Es geht jedenfalls für unser Land immer noch darum, dass wir Aufstieg durch Bildung ermöglichen müssen. 70.000 junge Leute gehen jedes Jahr auf den Arbeitsmarkt, ohne eine vernünftige Schulausbildung zu haben, gleichzeitig klagen wir über Fachkräftemangel. Frauen, die gut ausgebildet sind, können nicht Karriere machen, sich beruflich entwickeln, weil Familie und Kinder und Beruf bei uns immer noch schlecht vereinbar sind. Und gut qualifizierte ältere Arbeitnehmer werden viel zu früh in die Arbeitslosigkeit geschickt oder in die Frühverrentung. Es geht auch schon darum, dass wir in Deutschland dafür sorgen müssen, dass Aufstieg durch Leistung und Arbeit und Bildung möglich wird. Das geht aber nur, wenn gleichzeitig diejenigen, denen es in diesem Land besser und besonders gut geht, auch dazu einen Beitrag leisten. Ich bin schon ein bisschen entsetzt darüber, wie stark die Entsolidarisierung vorangeschritten ist zum Beispiel im Gesundheitswesen. Es kann doch nicht sein, dass nur die, die durchschnittliche Einkommen haben oder wenig verdienen, für die Solidarität zwischen Gesunden und Kranken zuständig sind. Und alle, die besser verdienen, sind nur für sich selber zuständig. Das sind Dinge, die in diesem Land verändert werden müssen.
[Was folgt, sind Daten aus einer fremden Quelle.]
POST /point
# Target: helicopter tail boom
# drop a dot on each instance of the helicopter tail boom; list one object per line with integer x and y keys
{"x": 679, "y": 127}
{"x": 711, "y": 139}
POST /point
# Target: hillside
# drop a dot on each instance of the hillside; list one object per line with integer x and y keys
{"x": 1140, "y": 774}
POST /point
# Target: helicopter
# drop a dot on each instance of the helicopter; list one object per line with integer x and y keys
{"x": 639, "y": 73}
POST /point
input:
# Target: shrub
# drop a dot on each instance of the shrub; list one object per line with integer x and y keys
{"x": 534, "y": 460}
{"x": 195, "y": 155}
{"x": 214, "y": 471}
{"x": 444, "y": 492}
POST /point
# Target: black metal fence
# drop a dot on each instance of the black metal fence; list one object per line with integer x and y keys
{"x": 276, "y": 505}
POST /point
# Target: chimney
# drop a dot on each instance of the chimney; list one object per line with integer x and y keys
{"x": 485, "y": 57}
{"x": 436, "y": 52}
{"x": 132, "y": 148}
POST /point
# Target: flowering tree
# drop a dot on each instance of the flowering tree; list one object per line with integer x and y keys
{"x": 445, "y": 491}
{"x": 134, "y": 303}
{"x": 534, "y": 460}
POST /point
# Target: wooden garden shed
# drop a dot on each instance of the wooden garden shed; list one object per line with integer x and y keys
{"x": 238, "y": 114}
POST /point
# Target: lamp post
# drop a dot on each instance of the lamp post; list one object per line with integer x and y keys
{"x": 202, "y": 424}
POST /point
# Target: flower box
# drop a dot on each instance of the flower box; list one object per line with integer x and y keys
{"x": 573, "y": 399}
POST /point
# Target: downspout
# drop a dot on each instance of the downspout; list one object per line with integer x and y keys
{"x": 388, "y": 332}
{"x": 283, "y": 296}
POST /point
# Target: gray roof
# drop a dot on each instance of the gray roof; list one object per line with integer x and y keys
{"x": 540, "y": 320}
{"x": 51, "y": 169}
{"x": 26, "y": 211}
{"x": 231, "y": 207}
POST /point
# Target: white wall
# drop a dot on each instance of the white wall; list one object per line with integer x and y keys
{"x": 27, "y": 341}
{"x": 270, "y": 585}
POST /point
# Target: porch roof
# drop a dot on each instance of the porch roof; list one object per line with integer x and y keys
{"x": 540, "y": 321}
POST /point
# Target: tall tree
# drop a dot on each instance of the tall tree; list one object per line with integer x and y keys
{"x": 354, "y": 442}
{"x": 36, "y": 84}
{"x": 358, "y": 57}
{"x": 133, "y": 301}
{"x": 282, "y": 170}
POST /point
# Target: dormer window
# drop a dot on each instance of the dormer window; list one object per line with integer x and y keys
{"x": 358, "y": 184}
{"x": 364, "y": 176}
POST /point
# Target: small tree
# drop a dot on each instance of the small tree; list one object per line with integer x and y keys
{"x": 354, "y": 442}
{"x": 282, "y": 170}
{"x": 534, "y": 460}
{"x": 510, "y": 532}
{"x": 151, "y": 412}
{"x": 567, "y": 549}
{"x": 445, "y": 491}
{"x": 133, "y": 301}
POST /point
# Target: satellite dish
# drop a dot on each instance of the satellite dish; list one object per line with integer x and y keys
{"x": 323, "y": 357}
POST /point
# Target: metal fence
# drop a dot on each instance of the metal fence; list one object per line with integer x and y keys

Fortschritt muss wieder Fortschritt für alle Menschen in Deutschland werden und nicht nur für eine kleine Gruppe.
In den 70er Jahren waren auch die Sozialdemokraten geprägt von dem Glauben, Fortschritt sei auch durch Technik, durch Technologie möglich. Ist denn heute eine gewisse Technikfeindlichkeit ein Markenzeichen der SPD?
Ich glaube, dass man anders als in den 70er und 60er Jahren keine Fortschrittsgläubigkeit mehr vorfindet, übrigens in der ganzen Gesellschaft nicht. Die Atomtechnologie ist ja gerade entstanden aus dieser Fortschrittsgläubigkeit, auch die Gentechnik birgt große Risiken. Insofern macht es schon Sinn, die Risiken zu bewerten. Nur ohne technischen Fortschritt werden wir weder unseren Wohlstand erhalten noch werden wir die Probleme der Gesellschaft lösen. Wir sind heute sechseinhalb Milliarden Menschen auf der Erde. In 50 Jahren werden wir über neun Milliarden Menschen sein, die wollen alle in Industriegesellschaften leben. Wie sollen wir das machen, ohne dass wir technologisch sparsam mit Rohstoffen umgehen, auf erneuerbare Rohstoffe uns konzentrieren - und das geht nicht ohne technischen Fortschritt. Die Probleme der Industriegesellschaft werden wir nicht mit den Methoden der Agrargesellschaft lösen, sondern immer nur mit den Instrumenten der Industriegesellschaft - und die basieren auf Qualifikation, auf Bildung, auf Forschung und Entwicklung und Technologie.